Com a decisão, o texto segue agora para o plenário do Senado. Caso receba aval dos senadores, o tratado ainda precisará ser ratificado pelos Congressos da Argentina, do Paraguai e do Uruguai, países que compõem o bloco sul-americano ao lado do Brasil.
Tramitação anterior
Na véspera, terça-feira (24), a representação brasileira no Parlamento do Mercosul (Parlasul) já havia aprovado a proposta por unanimidade. O debate no colegiado começou em 10 de fevereiro, quando o deputado Arlindo Chinaglia (PT-SP) apresentou seu relatório. Um pedido de vista adiou a análise, mas o parecer foi finalmente chancelado sem ressalvas nesta semana.
Assinado em 17 de janeiro, no Paraguai, o acordo chegou ao Parlasul em 2 de fevereiro, encaminhado pelo presidente Luiz Inácio Lula da Silva. Chinaglia incluiu no relatório a recomendação de que qualquer ato que implique denúncia, revisão ou criação de novos encargos para o Brasil volte a ser submetido ao Congresso Nacional.
Principais pontos do tratado
A parceria comercial contém 23 capítulos que tratam de tarifas, regras setoriais e mecanismos de solução de controvérsias. Entre os compromissos, o Mercosul deverá zerar tarifas sobre 91% dos produtos europeus em até 15 anos, enquanto a União Europeia eliminará tarifas sobre 95% dos bens originários do bloco sul-americano em até 12 anos. Setores considerados sensíveis ficam sujeitos a salvaguardas específicas.
Com mais de 720 milhões de habitantes, a área resultante será a maior zona de livre-comércio do mundo.

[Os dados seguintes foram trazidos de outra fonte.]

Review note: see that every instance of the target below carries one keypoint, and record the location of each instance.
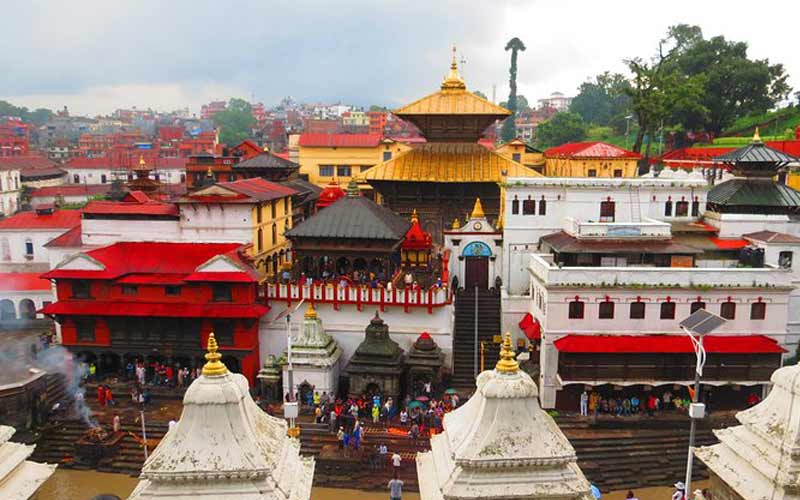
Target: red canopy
(661, 344)
(531, 327)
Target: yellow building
(590, 159)
(521, 152)
(255, 210)
(324, 157)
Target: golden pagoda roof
(448, 162)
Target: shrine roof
(448, 162)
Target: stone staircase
(489, 322)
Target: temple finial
(507, 362)
(477, 210)
(213, 366)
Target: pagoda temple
(225, 446)
(501, 445)
(377, 365)
(760, 458)
(754, 189)
(442, 177)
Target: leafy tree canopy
(236, 122)
(562, 128)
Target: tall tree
(562, 128)
(509, 130)
(236, 122)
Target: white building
(501, 445)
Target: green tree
(236, 122)
(604, 101)
(509, 129)
(734, 84)
(562, 128)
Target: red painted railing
(359, 296)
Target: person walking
(395, 488)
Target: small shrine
(377, 365)
(269, 379)
(415, 251)
(424, 362)
(760, 458)
(315, 357)
(225, 446)
(501, 445)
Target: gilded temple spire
(213, 366)
(507, 362)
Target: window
(529, 207)
(80, 289)
(606, 310)
(758, 310)
(223, 332)
(728, 310)
(637, 310)
(607, 211)
(668, 310)
(785, 259)
(576, 309)
(221, 292)
(84, 329)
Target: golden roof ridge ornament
(453, 80)
(507, 362)
(213, 367)
(477, 210)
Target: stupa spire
(213, 366)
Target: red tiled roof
(340, 140)
(593, 149)
(18, 282)
(627, 344)
(60, 219)
(145, 309)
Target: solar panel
(702, 322)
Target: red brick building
(157, 302)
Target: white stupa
(19, 477)
(760, 459)
(501, 445)
(315, 356)
(224, 446)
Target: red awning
(531, 327)
(655, 344)
(119, 308)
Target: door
(477, 272)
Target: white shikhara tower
(225, 446)
(760, 459)
(501, 445)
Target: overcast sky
(96, 56)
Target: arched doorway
(27, 309)
(476, 265)
(7, 310)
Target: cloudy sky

A Agência Brasileira de Promoção de Exportações e Investimentos (ApexBrasil) projeta que a implementação do tratado poderá elevar as exportações brasileiras em cerca de US$ 7 bilhões e ampliar a diversificação da pauta externa, impactando positivamente a indústria nacional.
Próximos passos internacionais
Na União Europeia, o Parlamento Europeu solicitou ao Tribunal de Justiça do bloco uma avaliação jurídica sobre o texto. O acordo só entrará em vigor após a conclusão de todos os trâmites legislativos e jurídicos nos dois continentes.